Aniwye cups my face with both of her hands, squishing my flesh slightly as she speaks directly to me. I can't look away, nor would I want to.
"You will not desire kingship nor kinship. You won't seek another war. You won't expand your power without end. You will sit. And you will cry. You will cry for those you have lost. You will weep for those you have not yet lost. You will ball even for those you have slain yourself. You will shed tears until your great lungs are out of air. And I will be right there by your side, watching as always, little one."
My mother pulls away and steps to the side while hugging me with one arm. She points toward the southwest, where Onyx Gate must be.
"You are not a monster. I have seen many. I know what they look like better than anyone. I fell in love with one.
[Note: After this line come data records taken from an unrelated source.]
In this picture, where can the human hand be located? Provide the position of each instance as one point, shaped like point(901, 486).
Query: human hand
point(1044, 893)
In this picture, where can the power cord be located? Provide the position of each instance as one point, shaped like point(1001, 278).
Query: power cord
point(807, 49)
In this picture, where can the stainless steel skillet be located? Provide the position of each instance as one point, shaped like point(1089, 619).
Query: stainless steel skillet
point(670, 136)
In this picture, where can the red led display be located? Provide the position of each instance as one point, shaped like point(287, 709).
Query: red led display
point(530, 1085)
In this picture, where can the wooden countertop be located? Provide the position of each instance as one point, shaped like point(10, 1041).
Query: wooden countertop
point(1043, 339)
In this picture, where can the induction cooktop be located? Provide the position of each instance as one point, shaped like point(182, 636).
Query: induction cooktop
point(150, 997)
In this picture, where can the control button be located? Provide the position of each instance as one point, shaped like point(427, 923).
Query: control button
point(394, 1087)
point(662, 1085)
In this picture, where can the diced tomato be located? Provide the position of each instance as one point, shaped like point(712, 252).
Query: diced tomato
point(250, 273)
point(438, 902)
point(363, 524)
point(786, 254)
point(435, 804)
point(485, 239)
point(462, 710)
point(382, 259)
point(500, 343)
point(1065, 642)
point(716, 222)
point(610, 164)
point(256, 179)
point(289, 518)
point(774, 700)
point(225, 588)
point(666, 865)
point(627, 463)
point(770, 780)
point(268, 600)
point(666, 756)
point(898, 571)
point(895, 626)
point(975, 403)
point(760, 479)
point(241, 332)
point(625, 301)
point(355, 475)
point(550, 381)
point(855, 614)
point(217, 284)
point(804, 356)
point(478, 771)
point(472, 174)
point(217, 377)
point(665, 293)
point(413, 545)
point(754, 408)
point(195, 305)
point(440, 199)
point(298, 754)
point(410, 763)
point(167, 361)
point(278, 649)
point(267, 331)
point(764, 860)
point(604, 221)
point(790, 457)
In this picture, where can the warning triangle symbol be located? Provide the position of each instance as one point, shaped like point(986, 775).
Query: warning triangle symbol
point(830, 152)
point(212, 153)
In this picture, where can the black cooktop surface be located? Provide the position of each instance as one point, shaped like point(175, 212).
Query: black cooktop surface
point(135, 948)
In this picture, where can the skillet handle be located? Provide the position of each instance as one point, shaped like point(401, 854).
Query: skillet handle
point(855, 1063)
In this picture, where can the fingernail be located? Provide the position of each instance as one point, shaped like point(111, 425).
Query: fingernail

But you? You are not a monster. You are a man who has survived his monsters and will survive many more."
And still, without letting me get a word in, Aniwye pushes me forward with her hand. She smiles as I stumble slightly, still unused to my newfound strength.
"Steady your gait. I raised a God, not a baby. Go and save your world, little one. I was not idly watching. I made sure you did not kill wantonly. You did good. You are good. And so are your siblings. Keep him safe, you two. I need to go check on my monster."